George Mitchell had already found plenty of natural gas in his life. But he had a hunch that there was a lot more out there under the dusty plains of north Texas. He was a geologist by training and president of the gas company he founded with his brother in 1946 that helped fuel Chicago. Looking for more gas to feed his pipelines, Mitchell honed in on the idea of tapping into a concrete-like layer of rock called "shale."
It’s taken 17 years, but the method Mitchell pioneered for pulling natural gas from shale could change how Americans fuel cars, manufacture goods, and generate electricity as we look for ways to reduce global climate change. Abundance and steady supply could persuade utilities to shift from coal to gas. Lower costs could boost manufacturing and encourage efforts to fuel cars and trucks with natural gas instead of gasoline.

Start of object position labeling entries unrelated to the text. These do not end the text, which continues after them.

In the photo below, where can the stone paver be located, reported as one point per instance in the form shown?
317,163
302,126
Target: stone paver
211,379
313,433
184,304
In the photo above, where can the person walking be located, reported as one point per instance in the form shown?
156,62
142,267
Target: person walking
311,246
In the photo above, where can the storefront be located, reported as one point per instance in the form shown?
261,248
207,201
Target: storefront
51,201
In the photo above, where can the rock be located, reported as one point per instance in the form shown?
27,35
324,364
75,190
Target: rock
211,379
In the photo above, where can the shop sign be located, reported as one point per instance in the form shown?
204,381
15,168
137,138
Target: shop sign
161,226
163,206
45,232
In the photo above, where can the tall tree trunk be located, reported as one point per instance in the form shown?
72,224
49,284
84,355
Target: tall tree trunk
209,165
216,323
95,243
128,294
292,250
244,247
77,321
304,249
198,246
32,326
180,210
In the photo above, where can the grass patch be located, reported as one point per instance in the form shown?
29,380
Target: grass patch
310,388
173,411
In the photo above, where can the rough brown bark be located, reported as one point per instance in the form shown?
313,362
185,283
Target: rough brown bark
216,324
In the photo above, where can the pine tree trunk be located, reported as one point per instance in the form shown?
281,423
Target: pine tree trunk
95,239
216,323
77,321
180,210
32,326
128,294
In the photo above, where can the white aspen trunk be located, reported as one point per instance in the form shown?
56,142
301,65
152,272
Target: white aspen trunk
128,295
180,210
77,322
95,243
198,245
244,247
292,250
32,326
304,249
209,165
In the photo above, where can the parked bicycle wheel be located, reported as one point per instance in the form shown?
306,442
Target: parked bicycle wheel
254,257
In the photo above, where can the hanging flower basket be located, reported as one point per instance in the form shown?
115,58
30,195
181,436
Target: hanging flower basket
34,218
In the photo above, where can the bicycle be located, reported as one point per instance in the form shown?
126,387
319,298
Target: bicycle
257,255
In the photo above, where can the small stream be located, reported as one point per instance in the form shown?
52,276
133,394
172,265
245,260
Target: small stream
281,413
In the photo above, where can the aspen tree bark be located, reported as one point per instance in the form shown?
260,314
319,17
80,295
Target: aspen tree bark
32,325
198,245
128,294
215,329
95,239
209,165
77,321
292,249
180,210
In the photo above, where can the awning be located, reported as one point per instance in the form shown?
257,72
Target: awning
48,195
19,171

In fact, an industry-sponsored report released today says that shale-gas drilling, and its ripple effect through the economy could create well over 100,000 jobs in the next two years in Pennsylvania alone, and deliver nearly $1 billion to cash-starved state and local governments in 2011. The industry invested $4.5 billion in developing shale gas last year, leading to the creation of more than 44,000 jobs in a time of national recession and job losses, according to the report.

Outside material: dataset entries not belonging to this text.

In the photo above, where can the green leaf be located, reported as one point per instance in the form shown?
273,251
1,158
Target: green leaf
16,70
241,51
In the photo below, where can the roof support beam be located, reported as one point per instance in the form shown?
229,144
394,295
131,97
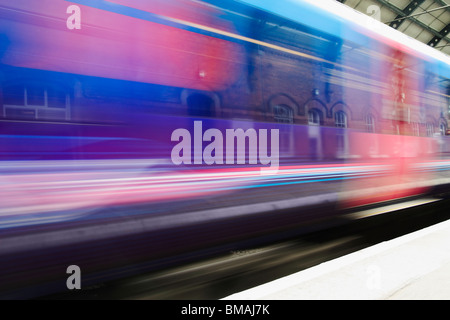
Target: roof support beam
405,13
400,13
433,42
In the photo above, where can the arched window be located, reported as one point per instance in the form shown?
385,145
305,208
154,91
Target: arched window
442,129
341,119
314,117
283,114
370,123
36,100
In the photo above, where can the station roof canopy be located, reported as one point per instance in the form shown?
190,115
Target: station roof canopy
425,20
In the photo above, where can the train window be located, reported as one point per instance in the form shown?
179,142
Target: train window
415,129
35,101
314,117
283,114
200,105
341,119
430,129
370,123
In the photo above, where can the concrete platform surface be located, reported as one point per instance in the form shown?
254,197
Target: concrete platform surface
414,266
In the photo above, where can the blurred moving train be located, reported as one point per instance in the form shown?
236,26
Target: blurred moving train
133,133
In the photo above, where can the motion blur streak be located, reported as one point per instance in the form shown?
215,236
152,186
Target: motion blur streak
25,194
114,119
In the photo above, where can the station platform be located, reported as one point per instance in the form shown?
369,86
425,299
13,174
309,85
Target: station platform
415,266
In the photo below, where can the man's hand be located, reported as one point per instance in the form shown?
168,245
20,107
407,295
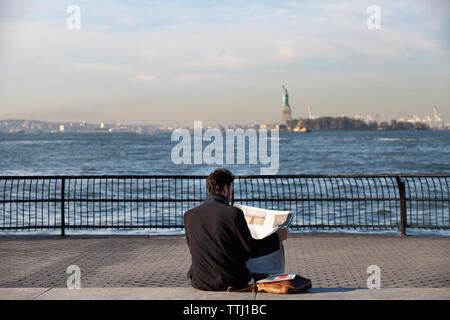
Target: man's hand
282,233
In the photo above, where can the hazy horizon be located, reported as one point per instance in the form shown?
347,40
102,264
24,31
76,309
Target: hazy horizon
144,62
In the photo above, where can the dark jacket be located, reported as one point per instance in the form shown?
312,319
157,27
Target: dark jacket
220,244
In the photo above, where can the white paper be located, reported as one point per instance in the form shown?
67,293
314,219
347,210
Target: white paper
261,223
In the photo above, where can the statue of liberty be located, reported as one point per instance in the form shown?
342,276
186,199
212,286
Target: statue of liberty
285,98
286,110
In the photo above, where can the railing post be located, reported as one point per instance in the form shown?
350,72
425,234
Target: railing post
402,193
63,224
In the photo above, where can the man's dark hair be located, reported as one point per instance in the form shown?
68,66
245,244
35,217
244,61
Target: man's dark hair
217,180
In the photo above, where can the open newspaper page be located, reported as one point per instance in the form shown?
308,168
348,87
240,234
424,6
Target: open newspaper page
261,223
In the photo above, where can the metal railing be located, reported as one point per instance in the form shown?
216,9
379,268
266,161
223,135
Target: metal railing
159,202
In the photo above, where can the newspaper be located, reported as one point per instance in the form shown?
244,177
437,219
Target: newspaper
261,223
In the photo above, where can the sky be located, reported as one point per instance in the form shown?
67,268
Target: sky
222,62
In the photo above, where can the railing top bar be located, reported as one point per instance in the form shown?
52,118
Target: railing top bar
43,177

Back in the day, it was well known in the petroleum business that the dense shale formations spread around the country were laced with gas. But everyone understood that there was no economical way to pry it loose.
Everyone, it seems, but Mitchell. He argued with his crews and his board members at Mitchell Energy, and he spent more than $60 million to come up with the right formula to blast gas out of the shale. And finally he did. That was 1993.
"They kept telling me, 'You're wasting your time,'" Mitchell, now retired, recalled in a recent interview. "Well, it worked."
Now the energy industry and the country's policymakers are starting to realize the transformative potential of Mitchell's find. What had been a dwindling domestic resource is now an abundant fuel that burns twice as clean as coal.
Shale gas has more than doubled the size of North America's discovered natural gas, according to a study by IHS Cambridge Energy Research Associates. The country now has enough gas to satisfy more than 100 years of consumption. And the United States recently overtook Russia as the second-largest global producer of gas.
"America has more shale gas than it knows what to do with," says T. Boone Pickens, who has made shale gas a key component of his "Pickens Plan" to turn gas into a transportation fuel.
"This is simply the most significant energy innovation so far this century," said Daniel Yergin, author of the Pulitzer Prize-winning history of the oil business, The Prize. "As recently as 2007, it was widely thought that natural gas was in tight supply and the U.S. was going to become a growing importer of gas. But this outlook has been turned on its head by the shale gale."
The shale boom's most enthusiastic boosters, major CEOs among them, even talk about the United States becoming energy independent, and even a net exporter of gas, though most find that concept far-fetched. Still, this is happening in a country that a few years ago started a building spree of terminals to import liquefied natural gas (LNG) because officials like former Fed chairman Alan Greenspan were warning of a dangerous decline in supplies.
In a report that called shale a "game changer" in the world of energy, Yergin's firm, IHS Cambridge Energy Research Associates said the innovations that brought about shale gas make production less about exploring for new resources and more about lowering costs and finding efficiencies.
"The shale-gas production process has been described as akin to a manufacturing process in which a well is drilled into a known resource and natural gas is produced with little or no exploration risk," said the CERA report.
The "shale gale," as Yergin dubbed it, has also expanded the drilling boom far from Texas and the Rocky Mountains to places that haven't seen large-scale drilling since the days of Rockefeller's Standard Oil in the 1800s. An invasion of rigs is bringing jobs and investment to places like Arkansas, Pennsylvania, and New York State. Many of the hottest regions are rural, economically depressed areas with some of the highest unemployment rates in the nation. At the same time, the rapid pace of development has fueled fears about damage to the environment, in particular drinking-water contamination.
Pennsylvania sits in the middle of a sprawling formation called the Marcellus Shale, which stretches from West Virginia to New York State. Drilling is established in the commonwealth, but still considered to be in its early stages. The drilling boom has brought new life to businesses in small towns buffeted by the economic trends of recent decades. Shale gas boosters have started calling the economic effects "the Marcellus multiplier."